Review: The Historical Reliability of the New Testament

33236065Questions about the reliability of the New Testament are commonplace in twenty-first-century life. Many of these questions propose a serious challenge to the average churchgoing Christian. Can we be sure that the Gospel narratives provide accurate information concerning Jesus? If so, why are there contradictions among these accounts? How do we know that we have all of the New Testament books? How do we know the New Testament books possess the actual words written by the New Testament authors? It is here that The Historical Reliability of the New Testament: Countering the Challenges to Evangelical Christian Beliefs by Craig L. Blomberg offers readers a massive, accessible and comprehensive resource defending the historical veracity of the New Testament as Christian Scripture.

Craig L. Blomberg is no stranger to the broad-stroked conversation surrounding the reliability of the New Testament. In fact, The Historical Reliability of the New Testament is the culmination of several decades of scholarly research and practical reflection. The book is divided into six major sections: (1) The Synoptic Gospels, (2) The Gospel of John, (3) Acts and Paul, (4) The Rest of the New Testament, (5) Canonicity and Transmission, and (6) The Problem of Miracles. Some readers may find it interesting that Blomberg discusses the Synoptic Gospels and the Gospel of John separately in a resource of this nature, but this is one indication of the comprehensive scope of the volume. Blomberg leaves no stone unturned, and the organization (i.e. discussing Acts and Paul together) of the volume displays both logic and familiarity on behalf of the author. Blomberg offers an excellent defense of traditional Pauline authorship of the epistles, and provides worthy interaction with the critical consensus that currently plagues much of the academic guild. As the attention moves towards the general epistles and Revelation, Blomberg further establishes issues of authorship and reliability within a broad evangelical conviction and provides ample interaction with recent scholarship.

While readers with different backgrounds and interests will likely differ on what sections they found to be most helpful, the section on canonicity and transmission will be among the most rewarding chapters in the book. This is especially true when considering the breadth of ground that Blomberg covers and establishes in the previous four sections. It is here that Blomberg succeeds in bringing much of the anticipated external questions concerning the historical reliability of the New Testament to rest. Blomberg addresses the Nag Hammadi literature, the New Testament Apocryphal literature, and other related documents and agrapha. Readers will also find a sizable section dedicated to the practice of textual criticism and the formation of the New Testament canon. Blomberg closes the book with a large chapter on miracles, the existence of miracles in the contemporary context, and the importance of the resurrection. Readers will find this to be an appropriate conclusion, as Blomberg completes his tour de force by bringing the theoretical into focus with the practical.

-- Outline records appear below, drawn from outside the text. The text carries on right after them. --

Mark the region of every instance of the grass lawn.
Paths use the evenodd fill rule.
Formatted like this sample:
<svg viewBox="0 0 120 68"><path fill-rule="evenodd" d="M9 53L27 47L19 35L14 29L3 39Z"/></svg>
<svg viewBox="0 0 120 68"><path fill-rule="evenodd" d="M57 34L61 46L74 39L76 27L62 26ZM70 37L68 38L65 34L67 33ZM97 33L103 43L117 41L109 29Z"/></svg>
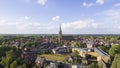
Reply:
<svg viewBox="0 0 120 68"><path fill-rule="evenodd" d="M45 57L46 59L49 60L61 61L61 62L68 57L68 55L62 55L62 54L42 54L40 56Z"/></svg>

Historical Reliability of the New Testament: Countering the Challenges to Evangelical Christian Beliefs by Craig L. Blomberg is an extraordinary achievement within the arena of evangelical scholarship. At more than 800 pages, Blomberg has left nearly no question unanswered. In fact, the only question left to be answered is why the publishers decided to produce this masterpiece in paperback format. Not only does the size of the tome deserve a hardcover, but the content requires it! If you are looking for an up-to-date, comprehensive engagement with leading critical thought seeking to challenge the reliability of the New Testament, then this massive volume is a must read! It is informative enough to serve the academic guild and accessible enough to equip the laity, and it comes highly recommended!!